In 2007, Taylor hosted a charity concert in her home of Boulder, Colorado, with singer-songwriter Wendy Woo and the band Something Underground, made up of brothers Seth and Josh Larson. Taylor has joined the band in the last few years, traveling through the Midwest and Southeast Asia twice, performing charity concerts.

==Personal life==
Taylor is married to Dean Bragonier. On October 4, 2007, she gave birth to their son, Bodhi Taylor Bragonier. Both she and her husband have been diagnosed with dyslexia. Her son also has dyslexia, and has been the inspiration behind funding other families with similar NoticeAbility diagnoses.

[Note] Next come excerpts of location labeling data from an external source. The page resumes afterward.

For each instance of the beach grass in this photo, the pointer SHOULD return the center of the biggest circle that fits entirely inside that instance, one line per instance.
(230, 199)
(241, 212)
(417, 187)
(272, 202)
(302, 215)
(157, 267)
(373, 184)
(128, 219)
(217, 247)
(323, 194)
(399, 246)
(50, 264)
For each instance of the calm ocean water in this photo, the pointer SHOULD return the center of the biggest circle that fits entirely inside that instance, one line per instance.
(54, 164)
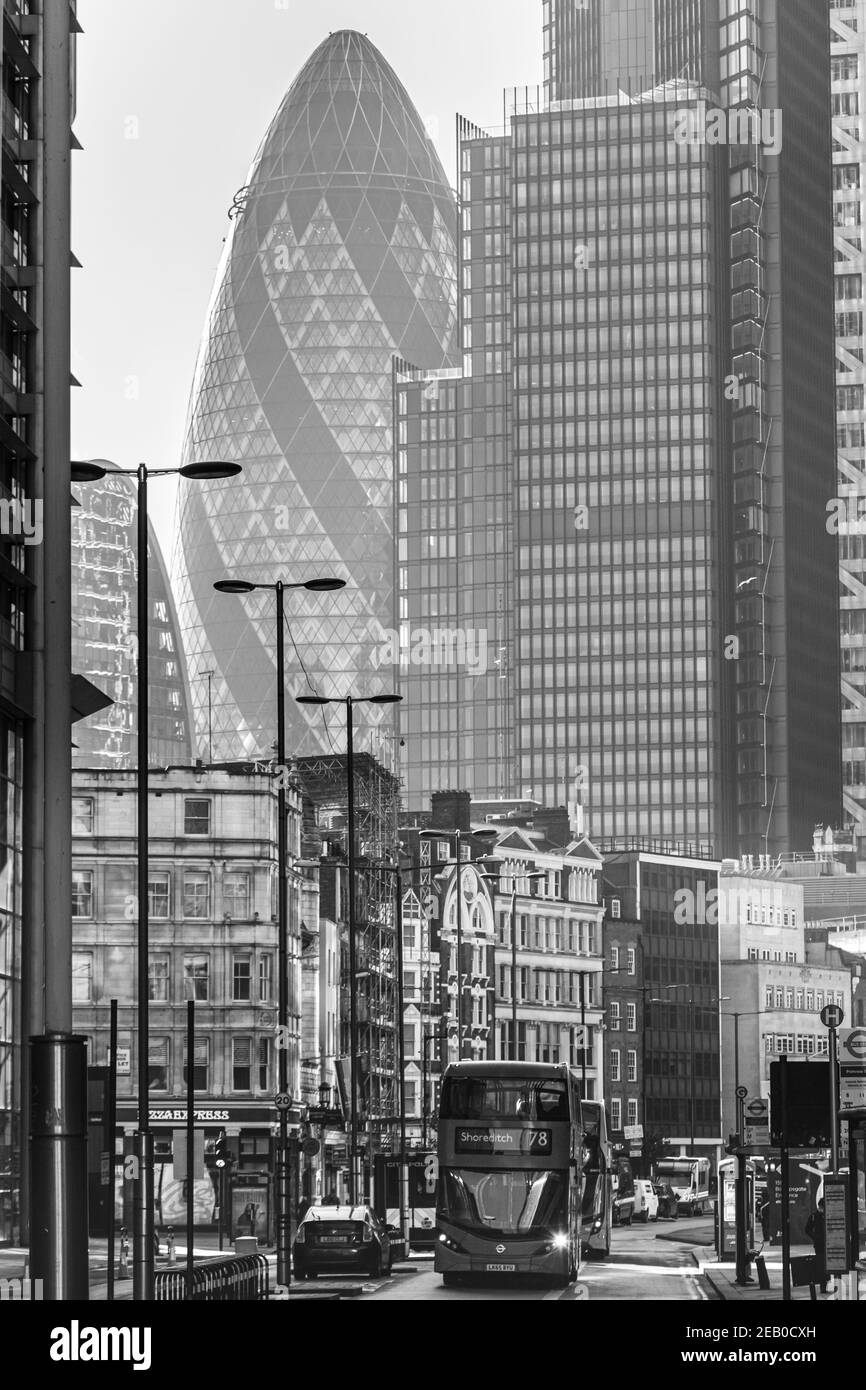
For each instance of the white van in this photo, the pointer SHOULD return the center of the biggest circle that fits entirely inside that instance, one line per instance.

As the daughter of singer-songwriters James Taylor and Carly Simon, Taylor's birth was mentioned in the song "Sarah Maria" on James Taylor's 1975 album Gorilla. Carly Simon's album Hotcakes, released in January 1974, contains a song called "Think I'm Gonna Have a Baby", and the cover photo is a study of a pregnant Simon.

Taylor graduated from Tabor Academy, a college-preparatory boarding school in Marion, Massachusetts. She attended Brown University, studying medical anthropology.

Taylor and her family now reside in Halifax, Nova Scotia.